A real-time AI system that detects children's facial expressions and generates responsive animated character feedback, designed for educational technology and therapeutic applications.
This project combines advanced facial expression recognition with conditional generative adversarial networks to create an interactive system that responds to children's emotions in real-time. The system detects facial expressions through a camera feed and generates appropriate animated character responses to support emotional development and engagement. A quick overview of the end-to-end system is explained in the PROJECT_POSTER document.

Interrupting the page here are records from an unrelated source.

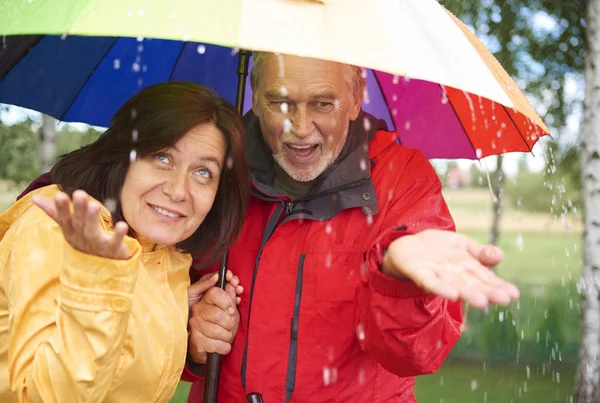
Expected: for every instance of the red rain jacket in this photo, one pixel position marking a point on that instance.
(319, 321)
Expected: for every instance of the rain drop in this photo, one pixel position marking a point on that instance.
(360, 332)
(326, 376)
(287, 125)
(366, 124)
(328, 261)
(520, 243)
(110, 204)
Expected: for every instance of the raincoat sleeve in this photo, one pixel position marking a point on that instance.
(406, 330)
(69, 315)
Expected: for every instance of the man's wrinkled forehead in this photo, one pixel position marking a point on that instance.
(288, 73)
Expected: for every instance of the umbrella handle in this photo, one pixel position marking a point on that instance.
(213, 363)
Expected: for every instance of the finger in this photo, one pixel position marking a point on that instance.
(217, 346)
(201, 286)
(47, 205)
(468, 286)
(64, 215)
(429, 280)
(213, 331)
(230, 290)
(79, 211)
(91, 226)
(116, 245)
(204, 313)
(216, 296)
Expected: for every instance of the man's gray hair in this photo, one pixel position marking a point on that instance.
(355, 76)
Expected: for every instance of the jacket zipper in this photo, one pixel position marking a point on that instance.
(290, 381)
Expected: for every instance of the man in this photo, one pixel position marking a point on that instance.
(353, 275)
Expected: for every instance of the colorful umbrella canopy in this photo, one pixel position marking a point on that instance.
(428, 75)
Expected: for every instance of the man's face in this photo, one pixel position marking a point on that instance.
(305, 107)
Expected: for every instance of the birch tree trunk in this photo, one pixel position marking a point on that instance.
(588, 371)
(48, 143)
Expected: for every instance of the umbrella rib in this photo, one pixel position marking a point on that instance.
(177, 60)
(462, 125)
(33, 45)
(518, 130)
(88, 78)
(387, 105)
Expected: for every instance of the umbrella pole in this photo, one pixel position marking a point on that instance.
(213, 363)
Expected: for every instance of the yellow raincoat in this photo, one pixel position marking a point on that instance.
(81, 328)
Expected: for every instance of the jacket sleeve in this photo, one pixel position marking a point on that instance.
(69, 315)
(406, 330)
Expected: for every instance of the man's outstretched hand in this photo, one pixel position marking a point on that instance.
(450, 265)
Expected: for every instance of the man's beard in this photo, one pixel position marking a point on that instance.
(325, 160)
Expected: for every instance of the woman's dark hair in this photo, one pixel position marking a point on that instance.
(152, 120)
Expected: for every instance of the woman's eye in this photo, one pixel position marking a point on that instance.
(162, 158)
(205, 173)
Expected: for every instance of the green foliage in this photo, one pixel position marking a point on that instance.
(499, 335)
(550, 335)
(19, 151)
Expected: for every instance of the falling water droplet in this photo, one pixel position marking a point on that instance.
(360, 332)
(326, 376)
(287, 125)
(520, 242)
(110, 204)
(328, 260)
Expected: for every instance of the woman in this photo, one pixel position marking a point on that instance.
(93, 298)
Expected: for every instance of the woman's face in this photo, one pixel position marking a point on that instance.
(166, 196)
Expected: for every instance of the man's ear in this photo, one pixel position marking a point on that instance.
(357, 101)
(254, 98)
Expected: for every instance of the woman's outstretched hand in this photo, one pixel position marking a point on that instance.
(81, 226)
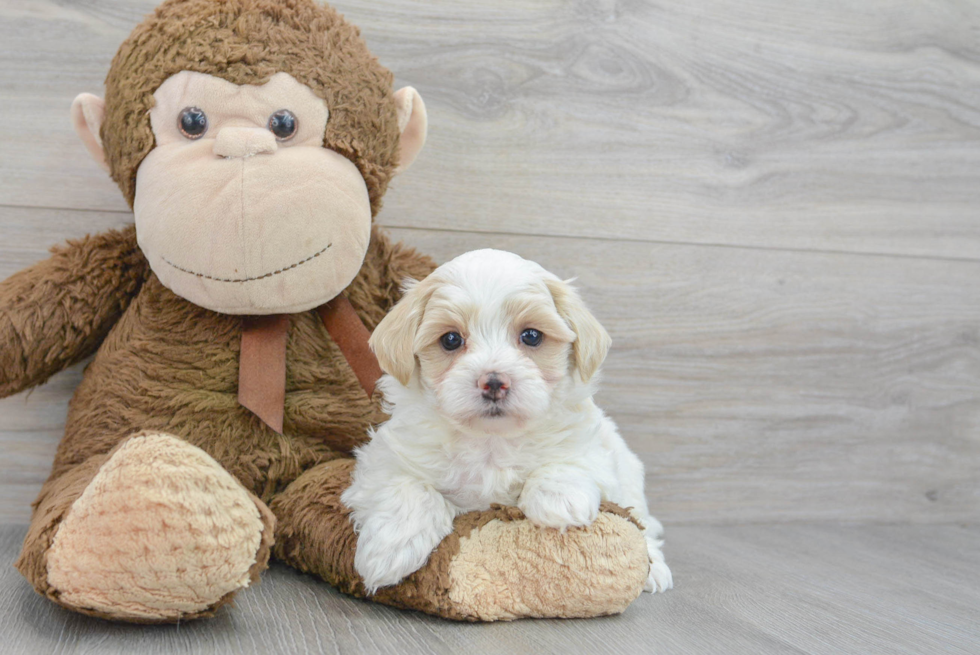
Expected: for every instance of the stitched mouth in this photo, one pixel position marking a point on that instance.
(247, 279)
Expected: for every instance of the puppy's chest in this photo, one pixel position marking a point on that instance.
(481, 476)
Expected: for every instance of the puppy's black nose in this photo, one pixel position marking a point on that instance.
(494, 385)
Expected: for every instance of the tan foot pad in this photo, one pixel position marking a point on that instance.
(161, 532)
(510, 569)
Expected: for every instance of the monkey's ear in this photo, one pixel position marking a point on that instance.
(393, 341)
(87, 114)
(591, 339)
(412, 123)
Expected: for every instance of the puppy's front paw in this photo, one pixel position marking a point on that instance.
(556, 505)
(660, 578)
(387, 554)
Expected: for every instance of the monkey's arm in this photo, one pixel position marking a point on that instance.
(58, 311)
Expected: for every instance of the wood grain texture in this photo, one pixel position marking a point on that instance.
(745, 590)
(824, 126)
(755, 385)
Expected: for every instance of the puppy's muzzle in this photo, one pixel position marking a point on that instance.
(494, 385)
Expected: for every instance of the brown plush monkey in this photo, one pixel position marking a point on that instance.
(254, 140)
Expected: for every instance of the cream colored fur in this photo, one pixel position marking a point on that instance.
(236, 221)
(451, 448)
(499, 572)
(161, 531)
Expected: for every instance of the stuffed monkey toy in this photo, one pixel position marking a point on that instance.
(254, 140)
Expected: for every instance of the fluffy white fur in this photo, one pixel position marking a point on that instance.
(449, 448)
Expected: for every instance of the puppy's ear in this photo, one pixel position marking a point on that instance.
(591, 339)
(393, 341)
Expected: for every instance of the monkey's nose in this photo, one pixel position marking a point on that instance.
(244, 142)
(494, 385)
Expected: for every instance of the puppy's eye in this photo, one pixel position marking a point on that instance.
(531, 337)
(451, 340)
(192, 122)
(283, 124)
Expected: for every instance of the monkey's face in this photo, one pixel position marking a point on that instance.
(239, 207)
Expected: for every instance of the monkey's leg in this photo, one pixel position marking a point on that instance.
(495, 565)
(153, 531)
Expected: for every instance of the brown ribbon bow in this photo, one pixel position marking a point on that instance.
(262, 365)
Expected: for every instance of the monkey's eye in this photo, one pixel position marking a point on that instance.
(283, 124)
(451, 340)
(192, 122)
(531, 337)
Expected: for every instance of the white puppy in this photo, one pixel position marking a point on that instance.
(490, 362)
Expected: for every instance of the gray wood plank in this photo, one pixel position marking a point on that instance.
(756, 385)
(820, 589)
(847, 127)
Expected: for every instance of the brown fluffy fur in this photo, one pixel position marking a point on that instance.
(246, 42)
(165, 365)
(169, 366)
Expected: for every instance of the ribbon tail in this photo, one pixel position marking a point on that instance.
(262, 367)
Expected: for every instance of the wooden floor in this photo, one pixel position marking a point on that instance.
(740, 589)
(773, 206)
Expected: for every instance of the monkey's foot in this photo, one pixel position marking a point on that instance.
(495, 565)
(161, 533)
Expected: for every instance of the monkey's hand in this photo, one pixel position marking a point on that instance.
(58, 311)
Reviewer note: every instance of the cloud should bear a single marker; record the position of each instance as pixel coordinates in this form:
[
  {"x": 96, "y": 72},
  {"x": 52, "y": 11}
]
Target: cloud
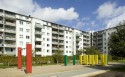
[
  {"x": 33, "y": 8},
  {"x": 85, "y": 23},
  {"x": 111, "y": 14}
]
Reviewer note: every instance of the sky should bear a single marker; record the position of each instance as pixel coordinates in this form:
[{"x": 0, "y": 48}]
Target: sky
[{"x": 85, "y": 15}]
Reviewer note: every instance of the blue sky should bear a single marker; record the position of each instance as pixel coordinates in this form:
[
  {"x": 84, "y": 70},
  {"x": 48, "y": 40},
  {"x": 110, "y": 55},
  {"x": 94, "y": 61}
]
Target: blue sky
[{"x": 81, "y": 14}]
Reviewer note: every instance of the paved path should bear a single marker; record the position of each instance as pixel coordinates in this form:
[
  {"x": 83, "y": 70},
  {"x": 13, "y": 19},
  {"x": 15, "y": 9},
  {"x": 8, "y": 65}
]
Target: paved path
[{"x": 74, "y": 73}]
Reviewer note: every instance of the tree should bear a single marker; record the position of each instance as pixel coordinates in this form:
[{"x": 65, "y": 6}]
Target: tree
[
  {"x": 92, "y": 51},
  {"x": 117, "y": 41},
  {"x": 58, "y": 56}
]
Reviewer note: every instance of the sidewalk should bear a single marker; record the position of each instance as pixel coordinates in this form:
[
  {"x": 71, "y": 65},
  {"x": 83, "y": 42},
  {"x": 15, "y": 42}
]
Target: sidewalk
[{"x": 49, "y": 71}]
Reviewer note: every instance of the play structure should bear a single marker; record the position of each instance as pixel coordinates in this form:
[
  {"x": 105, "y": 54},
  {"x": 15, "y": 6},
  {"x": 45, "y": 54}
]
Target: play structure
[
  {"x": 28, "y": 58},
  {"x": 93, "y": 59}
]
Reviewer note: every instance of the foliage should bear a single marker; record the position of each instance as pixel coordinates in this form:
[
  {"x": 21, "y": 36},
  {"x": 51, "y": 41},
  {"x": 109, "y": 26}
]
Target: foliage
[
  {"x": 92, "y": 51},
  {"x": 117, "y": 42},
  {"x": 58, "y": 56}
]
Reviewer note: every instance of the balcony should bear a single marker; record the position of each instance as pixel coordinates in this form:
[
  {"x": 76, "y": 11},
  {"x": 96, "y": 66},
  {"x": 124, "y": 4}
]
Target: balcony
[
  {"x": 54, "y": 48},
  {"x": 38, "y": 25},
  {"x": 61, "y": 38},
  {"x": 61, "y": 48},
  {"x": 61, "y": 33},
  {"x": 38, "y": 39},
  {"x": 61, "y": 43},
  {"x": 54, "y": 32},
  {"x": 9, "y": 45},
  {"x": 56, "y": 27},
  {"x": 54, "y": 42},
  {"x": 54, "y": 37},
  {"x": 1, "y": 14},
  {"x": 10, "y": 30},
  {"x": 1, "y": 29},
  {"x": 10, "y": 38},
  {"x": 1, "y": 37},
  {"x": 10, "y": 23},
  {"x": 1, "y": 22},
  {"x": 38, "y": 32},
  {"x": 10, "y": 16},
  {"x": 38, "y": 46}
]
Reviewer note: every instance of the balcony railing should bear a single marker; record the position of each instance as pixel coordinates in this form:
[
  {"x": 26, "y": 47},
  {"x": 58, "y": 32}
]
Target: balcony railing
[
  {"x": 38, "y": 46},
  {"x": 11, "y": 24},
  {"x": 1, "y": 37},
  {"x": 54, "y": 42},
  {"x": 38, "y": 25},
  {"x": 61, "y": 33},
  {"x": 55, "y": 27},
  {"x": 10, "y": 38},
  {"x": 1, "y": 14},
  {"x": 61, "y": 38},
  {"x": 54, "y": 32},
  {"x": 1, "y": 29},
  {"x": 10, "y": 30},
  {"x": 1, "y": 22},
  {"x": 10, "y": 16},
  {"x": 38, "y": 39},
  {"x": 53, "y": 37},
  {"x": 9, "y": 45},
  {"x": 38, "y": 32},
  {"x": 54, "y": 48}
]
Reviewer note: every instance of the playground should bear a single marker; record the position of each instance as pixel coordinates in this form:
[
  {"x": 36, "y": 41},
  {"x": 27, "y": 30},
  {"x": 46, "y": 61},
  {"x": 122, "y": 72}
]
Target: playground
[{"x": 87, "y": 65}]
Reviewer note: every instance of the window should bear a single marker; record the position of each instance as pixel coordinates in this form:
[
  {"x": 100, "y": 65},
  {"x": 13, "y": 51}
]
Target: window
[
  {"x": 21, "y": 29},
  {"x": 43, "y": 39},
  {"x": 47, "y": 45},
  {"x": 47, "y": 39},
  {"x": 27, "y": 30},
  {"x": 48, "y": 34},
  {"x": 66, "y": 36},
  {"x": 21, "y": 22},
  {"x": 48, "y": 28},
  {"x": 21, "y": 42},
  {"x": 48, "y": 51},
  {"x": 43, "y": 27},
  {"x": 66, "y": 32},
  {"x": 21, "y": 36},
  {"x": 27, "y": 37},
  {"x": 43, "y": 33}
]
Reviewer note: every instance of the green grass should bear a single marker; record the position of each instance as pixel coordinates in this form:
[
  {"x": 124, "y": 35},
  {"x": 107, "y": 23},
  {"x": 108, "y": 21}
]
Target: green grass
[
  {"x": 119, "y": 61},
  {"x": 120, "y": 69}
]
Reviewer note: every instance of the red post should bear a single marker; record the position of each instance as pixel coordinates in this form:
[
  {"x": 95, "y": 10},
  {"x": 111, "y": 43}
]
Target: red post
[
  {"x": 19, "y": 58},
  {"x": 28, "y": 58}
]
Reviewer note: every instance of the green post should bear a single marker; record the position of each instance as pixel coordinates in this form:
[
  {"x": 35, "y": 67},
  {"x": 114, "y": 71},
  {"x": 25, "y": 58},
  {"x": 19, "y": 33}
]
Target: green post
[
  {"x": 65, "y": 60},
  {"x": 74, "y": 59}
]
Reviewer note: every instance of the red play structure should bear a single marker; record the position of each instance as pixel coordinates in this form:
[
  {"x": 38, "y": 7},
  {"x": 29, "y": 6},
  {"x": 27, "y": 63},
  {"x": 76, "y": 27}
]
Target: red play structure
[{"x": 28, "y": 58}]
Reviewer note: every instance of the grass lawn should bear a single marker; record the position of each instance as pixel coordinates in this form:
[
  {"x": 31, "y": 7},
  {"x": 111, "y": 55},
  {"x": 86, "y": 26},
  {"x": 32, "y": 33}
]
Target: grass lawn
[
  {"x": 120, "y": 68},
  {"x": 119, "y": 61}
]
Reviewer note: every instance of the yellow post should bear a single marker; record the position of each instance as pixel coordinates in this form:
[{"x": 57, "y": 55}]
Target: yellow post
[
  {"x": 86, "y": 59},
  {"x": 105, "y": 59},
  {"x": 96, "y": 59},
  {"x": 80, "y": 59},
  {"x": 90, "y": 59},
  {"x": 93, "y": 62},
  {"x": 102, "y": 59}
]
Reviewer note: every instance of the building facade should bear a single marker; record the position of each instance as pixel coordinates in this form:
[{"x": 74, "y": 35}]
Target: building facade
[
  {"x": 17, "y": 30},
  {"x": 101, "y": 38}
]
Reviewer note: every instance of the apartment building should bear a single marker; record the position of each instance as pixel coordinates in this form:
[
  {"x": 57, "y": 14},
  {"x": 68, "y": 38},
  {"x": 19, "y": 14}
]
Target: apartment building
[
  {"x": 17, "y": 30},
  {"x": 101, "y": 38}
]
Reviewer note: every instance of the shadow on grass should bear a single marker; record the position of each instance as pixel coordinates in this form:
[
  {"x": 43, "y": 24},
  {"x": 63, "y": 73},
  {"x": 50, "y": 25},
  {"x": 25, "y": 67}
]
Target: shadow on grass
[{"x": 113, "y": 70}]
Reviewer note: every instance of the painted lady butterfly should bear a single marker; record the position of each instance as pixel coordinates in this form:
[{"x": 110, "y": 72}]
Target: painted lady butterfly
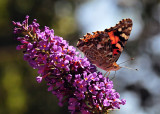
[{"x": 103, "y": 48}]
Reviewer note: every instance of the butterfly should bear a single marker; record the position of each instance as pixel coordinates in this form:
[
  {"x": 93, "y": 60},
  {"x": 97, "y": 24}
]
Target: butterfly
[{"x": 103, "y": 48}]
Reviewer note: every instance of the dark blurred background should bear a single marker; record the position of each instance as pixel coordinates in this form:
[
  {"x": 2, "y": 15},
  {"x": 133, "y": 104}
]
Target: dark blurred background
[{"x": 71, "y": 19}]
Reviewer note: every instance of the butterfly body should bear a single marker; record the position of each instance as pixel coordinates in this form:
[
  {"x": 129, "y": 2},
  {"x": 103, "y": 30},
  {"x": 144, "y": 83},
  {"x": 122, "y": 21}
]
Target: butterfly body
[{"x": 103, "y": 48}]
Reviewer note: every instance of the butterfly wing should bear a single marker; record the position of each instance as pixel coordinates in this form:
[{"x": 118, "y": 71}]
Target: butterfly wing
[{"x": 103, "y": 48}]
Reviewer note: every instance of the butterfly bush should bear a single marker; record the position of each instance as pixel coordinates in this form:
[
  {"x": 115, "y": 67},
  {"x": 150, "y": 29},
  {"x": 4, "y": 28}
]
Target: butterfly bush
[{"x": 69, "y": 76}]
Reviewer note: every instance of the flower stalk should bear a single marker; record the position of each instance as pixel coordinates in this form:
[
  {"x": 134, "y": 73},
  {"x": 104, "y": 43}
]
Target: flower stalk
[{"x": 70, "y": 77}]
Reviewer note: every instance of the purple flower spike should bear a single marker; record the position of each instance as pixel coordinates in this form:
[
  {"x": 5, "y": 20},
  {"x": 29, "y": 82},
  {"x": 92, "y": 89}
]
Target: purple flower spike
[{"x": 70, "y": 77}]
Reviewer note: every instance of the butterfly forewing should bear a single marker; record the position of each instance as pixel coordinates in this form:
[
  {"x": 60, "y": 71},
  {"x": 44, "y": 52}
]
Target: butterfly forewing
[{"x": 103, "y": 48}]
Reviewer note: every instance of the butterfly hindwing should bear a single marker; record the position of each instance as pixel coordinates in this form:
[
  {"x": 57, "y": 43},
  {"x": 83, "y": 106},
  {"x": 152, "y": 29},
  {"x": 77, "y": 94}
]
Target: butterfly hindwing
[{"x": 103, "y": 48}]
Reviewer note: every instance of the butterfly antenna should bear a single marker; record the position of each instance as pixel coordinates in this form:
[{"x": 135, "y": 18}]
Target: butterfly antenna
[
  {"x": 128, "y": 68},
  {"x": 126, "y": 61}
]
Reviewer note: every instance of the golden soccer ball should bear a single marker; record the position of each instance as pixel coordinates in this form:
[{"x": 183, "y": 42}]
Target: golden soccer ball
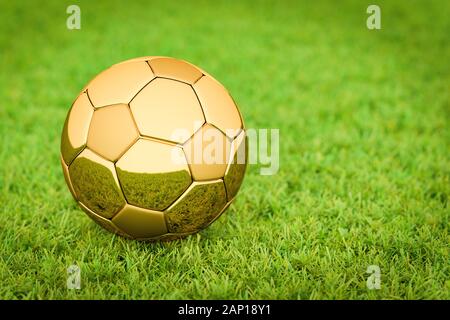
[{"x": 154, "y": 148}]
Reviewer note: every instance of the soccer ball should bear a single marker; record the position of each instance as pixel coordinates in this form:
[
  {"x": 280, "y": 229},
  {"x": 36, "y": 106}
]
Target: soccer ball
[{"x": 154, "y": 148}]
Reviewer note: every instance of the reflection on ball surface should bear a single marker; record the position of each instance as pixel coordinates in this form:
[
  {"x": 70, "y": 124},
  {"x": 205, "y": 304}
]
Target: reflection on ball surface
[{"x": 150, "y": 149}]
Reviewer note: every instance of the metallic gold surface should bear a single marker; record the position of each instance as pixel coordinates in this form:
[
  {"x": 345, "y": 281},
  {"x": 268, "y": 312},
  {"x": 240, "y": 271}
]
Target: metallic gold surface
[
  {"x": 95, "y": 183},
  {"x": 198, "y": 206},
  {"x": 112, "y": 131},
  {"x": 103, "y": 222},
  {"x": 218, "y": 106},
  {"x": 140, "y": 223},
  {"x": 67, "y": 177},
  {"x": 164, "y": 107},
  {"x": 207, "y": 153},
  {"x": 175, "y": 69},
  {"x": 131, "y": 143},
  {"x": 119, "y": 83},
  {"x": 236, "y": 169},
  {"x": 76, "y": 127},
  {"x": 150, "y": 175}
]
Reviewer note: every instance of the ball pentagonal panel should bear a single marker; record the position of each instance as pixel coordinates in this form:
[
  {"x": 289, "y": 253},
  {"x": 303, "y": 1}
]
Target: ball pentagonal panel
[
  {"x": 175, "y": 69},
  {"x": 236, "y": 169},
  {"x": 153, "y": 174},
  {"x": 119, "y": 83},
  {"x": 198, "y": 207},
  {"x": 167, "y": 109},
  {"x": 207, "y": 153},
  {"x": 220, "y": 109},
  {"x": 95, "y": 184},
  {"x": 112, "y": 131},
  {"x": 140, "y": 223},
  {"x": 76, "y": 127}
]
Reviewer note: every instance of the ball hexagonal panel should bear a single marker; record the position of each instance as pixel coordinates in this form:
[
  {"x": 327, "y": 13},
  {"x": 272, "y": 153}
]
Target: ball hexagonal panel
[
  {"x": 207, "y": 153},
  {"x": 103, "y": 222},
  {"x": 175, "y": 69},
  {"x": 198, "y": 207},
  {"x": 140, "y": 223},
  {"x": 153, "y": 174},
  {"x": 218, "y": 106},
  {"x": 236, "y": 169},
  {"x": 112, "y": 131},
  {"x": 76, "y": 127},
  {"x": 119, "y": 83},
  {"x": 95, "y": 184},
  {"x": 167, "y": 109}
]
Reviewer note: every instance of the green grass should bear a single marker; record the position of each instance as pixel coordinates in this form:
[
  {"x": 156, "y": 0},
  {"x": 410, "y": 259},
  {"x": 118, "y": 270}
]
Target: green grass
[{"x": 364, "y": 150}]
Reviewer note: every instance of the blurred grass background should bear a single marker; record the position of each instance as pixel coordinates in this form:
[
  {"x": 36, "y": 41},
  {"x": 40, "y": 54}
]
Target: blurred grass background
[{"x": 364, "y": 150}]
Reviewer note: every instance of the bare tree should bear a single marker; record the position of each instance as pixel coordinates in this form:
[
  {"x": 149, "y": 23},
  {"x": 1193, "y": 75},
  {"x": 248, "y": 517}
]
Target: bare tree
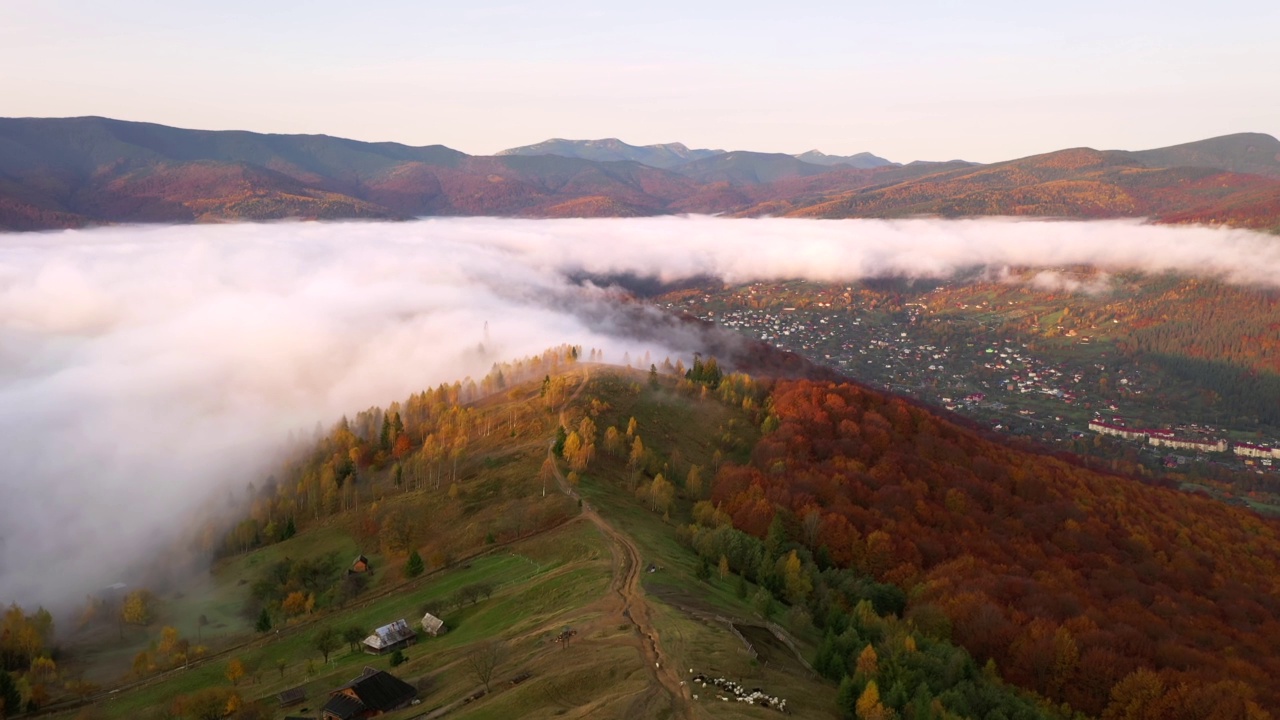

- Real-time facial expression recognition with 93.71% accuracy across 7 emotion classes
- Animated character response generation using conditional GANs
- Edge-optimized deployment on NVIDIA Jetson Orin Nano achieving ~30 FPS
- Rule-based emotion mapping implementing therapeutic response strategies
- TensorRT acceleration for optimized inference performance
- Enhanced PAtt-Lite model with MobileNetV1 backbone
- Multi-head attention classifier for improved expression classification
- Two-stage training strategy for optimal convergence
- Multi-dataset training on RAF-DB, CK+, and FER+ datasets
- Conditional GAN (cGAN) for 256x256 facial expression synthesis
- 6-stage transposed convolution upsampling architecture
- Emotion-conditioned generation across 7 emotion classes
- Trained on FERG-DB dataset for consistent character animations
- Therapeutic response sequences based on child psychology principles
- Validation-first approach with gradual emotional regulation
- Dual-mode operation for therapeutic and mirror responses
- FER Accuracy: 93.71% on combined multi-dataset evaluation
- Real-time Performance: ~30 FPS on NVIDIA Jetson Orin Nano
- Per-class F1-scores: 0.847 to 0.993 across emotion categories
- Edge Optimization: TensorRT 10.3.0 acceleration with FP16 precision
- Lightweight Architecture: Optimized for edge deployment with minimal computational overhead
- Multi-threaded Pipeline: Separate threads for camera capture, inference, and display operations
- CUDA Context Management: Thread-safe GPU resource handling for stable performance
- Memory Optimization: Conservative allocation strategies for Jetson hardware constraints
The system recognizes and responds to 7 primary emotions:
- Anger
- Disgust
- Fear
- Happiness
- Sadness
- Surprise
- Neutral
- Primary Target: NVIDIA Jetson Orin Nano
- GPU Memory: 8GB recommended
- Camera: USB or CSI camera support
- Software: TensorRT 10.3.0, CUDA support
- jetson_src: Contains the end-to-end system inference logic on NVIDIA Jetson Orin Nano board.
- nn_models_src: Contains the python implementation for building, training, and evaluating the Facial Expression Recognition and cGAN models.
- outputs: Contains the sample output results of the system execution on Jetson.
- doc: Contains the detailed project report explaining all the key details of the project. Go through PROJECT_REPORT document.
Here is the short recorded demo of this system:
This system demonstrates significant potential for transforming child-computer interaction through empathetic and responsive digital experiences, achieving state-of-the-art performance while maintaining real-time operation on edge devices.